- Location in Jay County
- Coordinates: 40°26′14″N 85°10′17″W﻿ / ﻿40.43722°N 85.17139°W
- Country: United States
- State: Indiana
- County: Jay

Government
- • Type: Indiana township

Area
- • Total: 23.7 sq mi (61 km^{2})
- • Land: 23.7 sq mi (61 km^{2})
- • Water: 0 sq mi (0 km^{2}) 0%
- Elevation: 912 ft (278 m)

Population (2020)
- • Total: 477
- • Density: 20.1/sq mi (7.77/km^{2})
- GNIS feature ID: 0453529

= Knox Township, Jay County, Indiana =

Knox Township is one of twelve townships in Jay County, Indiana, United States. As of the 2020 census, its population was 477 (down from 503 at 2010) and it contained 194 housing units.

==History==
Knox Township was organized in 1839. It was named after Knox County, Ohio.

==Geography==
According to the 2010 census, the township has a total area of 23.7 sqmi, all land. The streams of Bit Run, Corrode Run, Cowboy Run, Crooked Creek, Harris Creek, Holster Creek, Mud Creek, Oak Run, Oval Run, Phillips Run, Rustic Run and Wire Run run through this township.

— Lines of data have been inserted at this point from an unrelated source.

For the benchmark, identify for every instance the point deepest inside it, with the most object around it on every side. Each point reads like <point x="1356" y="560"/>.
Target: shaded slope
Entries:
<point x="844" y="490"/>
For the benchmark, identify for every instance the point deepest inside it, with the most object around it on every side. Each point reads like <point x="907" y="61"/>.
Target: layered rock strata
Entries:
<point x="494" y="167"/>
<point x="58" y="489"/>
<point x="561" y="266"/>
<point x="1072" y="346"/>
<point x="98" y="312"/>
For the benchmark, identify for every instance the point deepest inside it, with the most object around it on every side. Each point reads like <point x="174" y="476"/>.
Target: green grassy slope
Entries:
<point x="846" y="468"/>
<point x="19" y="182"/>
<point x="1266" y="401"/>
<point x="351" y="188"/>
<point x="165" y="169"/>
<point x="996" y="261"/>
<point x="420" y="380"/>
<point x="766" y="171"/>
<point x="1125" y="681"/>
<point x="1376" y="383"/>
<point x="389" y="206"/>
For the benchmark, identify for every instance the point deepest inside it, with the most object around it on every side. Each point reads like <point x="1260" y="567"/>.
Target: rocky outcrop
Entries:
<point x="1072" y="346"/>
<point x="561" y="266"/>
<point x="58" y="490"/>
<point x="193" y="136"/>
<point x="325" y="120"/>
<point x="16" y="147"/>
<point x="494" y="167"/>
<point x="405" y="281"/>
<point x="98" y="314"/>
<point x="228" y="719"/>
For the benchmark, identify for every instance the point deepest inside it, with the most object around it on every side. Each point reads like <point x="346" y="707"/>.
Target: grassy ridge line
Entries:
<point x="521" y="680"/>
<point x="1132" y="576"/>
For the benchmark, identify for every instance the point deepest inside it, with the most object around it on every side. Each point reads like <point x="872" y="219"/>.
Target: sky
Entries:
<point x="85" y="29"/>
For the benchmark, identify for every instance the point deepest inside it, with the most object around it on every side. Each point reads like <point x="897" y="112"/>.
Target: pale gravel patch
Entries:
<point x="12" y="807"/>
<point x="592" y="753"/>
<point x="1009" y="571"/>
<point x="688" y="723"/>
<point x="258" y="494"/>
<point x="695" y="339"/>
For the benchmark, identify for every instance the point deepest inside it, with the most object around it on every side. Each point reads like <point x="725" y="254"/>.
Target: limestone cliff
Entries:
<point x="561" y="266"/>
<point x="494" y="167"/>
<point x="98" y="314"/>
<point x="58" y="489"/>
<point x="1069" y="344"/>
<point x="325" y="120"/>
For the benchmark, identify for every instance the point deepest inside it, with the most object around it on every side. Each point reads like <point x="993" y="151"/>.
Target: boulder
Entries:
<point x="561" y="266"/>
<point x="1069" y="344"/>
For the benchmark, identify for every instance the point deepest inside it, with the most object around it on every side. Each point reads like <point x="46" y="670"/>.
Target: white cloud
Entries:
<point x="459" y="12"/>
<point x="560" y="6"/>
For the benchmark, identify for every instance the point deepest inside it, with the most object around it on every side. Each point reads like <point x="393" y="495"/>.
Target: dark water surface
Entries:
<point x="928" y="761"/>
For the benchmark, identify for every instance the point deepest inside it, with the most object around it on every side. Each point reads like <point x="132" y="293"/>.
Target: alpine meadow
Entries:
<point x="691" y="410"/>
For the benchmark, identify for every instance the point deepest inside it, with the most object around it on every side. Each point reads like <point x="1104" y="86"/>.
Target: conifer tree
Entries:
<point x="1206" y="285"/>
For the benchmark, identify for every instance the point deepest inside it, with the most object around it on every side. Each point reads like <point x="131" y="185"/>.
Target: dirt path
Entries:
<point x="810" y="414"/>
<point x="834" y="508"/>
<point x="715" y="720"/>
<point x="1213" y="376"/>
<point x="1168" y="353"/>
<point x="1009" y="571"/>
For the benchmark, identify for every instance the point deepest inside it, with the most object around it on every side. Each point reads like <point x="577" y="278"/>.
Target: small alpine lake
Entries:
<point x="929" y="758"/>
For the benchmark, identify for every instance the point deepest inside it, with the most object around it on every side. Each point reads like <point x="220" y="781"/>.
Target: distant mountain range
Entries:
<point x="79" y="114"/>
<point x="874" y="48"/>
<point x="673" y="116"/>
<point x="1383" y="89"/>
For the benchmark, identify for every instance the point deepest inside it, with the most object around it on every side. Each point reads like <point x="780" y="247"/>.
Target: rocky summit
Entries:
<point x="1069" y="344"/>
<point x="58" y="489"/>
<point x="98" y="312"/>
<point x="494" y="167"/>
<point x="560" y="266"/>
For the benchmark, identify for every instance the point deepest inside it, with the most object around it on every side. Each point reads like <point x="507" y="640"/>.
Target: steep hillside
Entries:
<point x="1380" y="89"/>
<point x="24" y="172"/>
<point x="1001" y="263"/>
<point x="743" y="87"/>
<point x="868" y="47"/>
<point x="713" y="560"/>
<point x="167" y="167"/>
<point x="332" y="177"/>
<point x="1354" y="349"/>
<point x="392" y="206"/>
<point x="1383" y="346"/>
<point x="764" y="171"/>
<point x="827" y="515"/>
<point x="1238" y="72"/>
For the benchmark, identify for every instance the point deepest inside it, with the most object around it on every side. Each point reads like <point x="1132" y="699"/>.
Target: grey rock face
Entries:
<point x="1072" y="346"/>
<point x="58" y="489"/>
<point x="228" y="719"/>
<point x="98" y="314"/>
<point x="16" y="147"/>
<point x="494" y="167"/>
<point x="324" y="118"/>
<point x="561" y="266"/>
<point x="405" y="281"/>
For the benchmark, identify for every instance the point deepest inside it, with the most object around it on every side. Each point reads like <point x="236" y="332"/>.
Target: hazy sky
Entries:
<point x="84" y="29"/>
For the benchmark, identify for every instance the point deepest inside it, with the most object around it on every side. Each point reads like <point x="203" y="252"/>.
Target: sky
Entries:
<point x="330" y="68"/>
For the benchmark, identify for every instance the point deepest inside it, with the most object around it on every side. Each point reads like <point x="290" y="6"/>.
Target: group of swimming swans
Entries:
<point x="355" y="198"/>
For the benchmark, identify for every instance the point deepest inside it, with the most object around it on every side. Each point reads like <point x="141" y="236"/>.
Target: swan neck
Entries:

===Unincorporated towns===
- Ridertown

===Adjacent townships===
- Penn Township (north)
- Greene Township (east)
- Jefferson Township (southeast)
- Richland Township (south)
- Jackson Township, Blackford County (west)
- Harrison Township, Blackford County (northwest)

===Cemeteries===
The township contains one cemetery, Winters.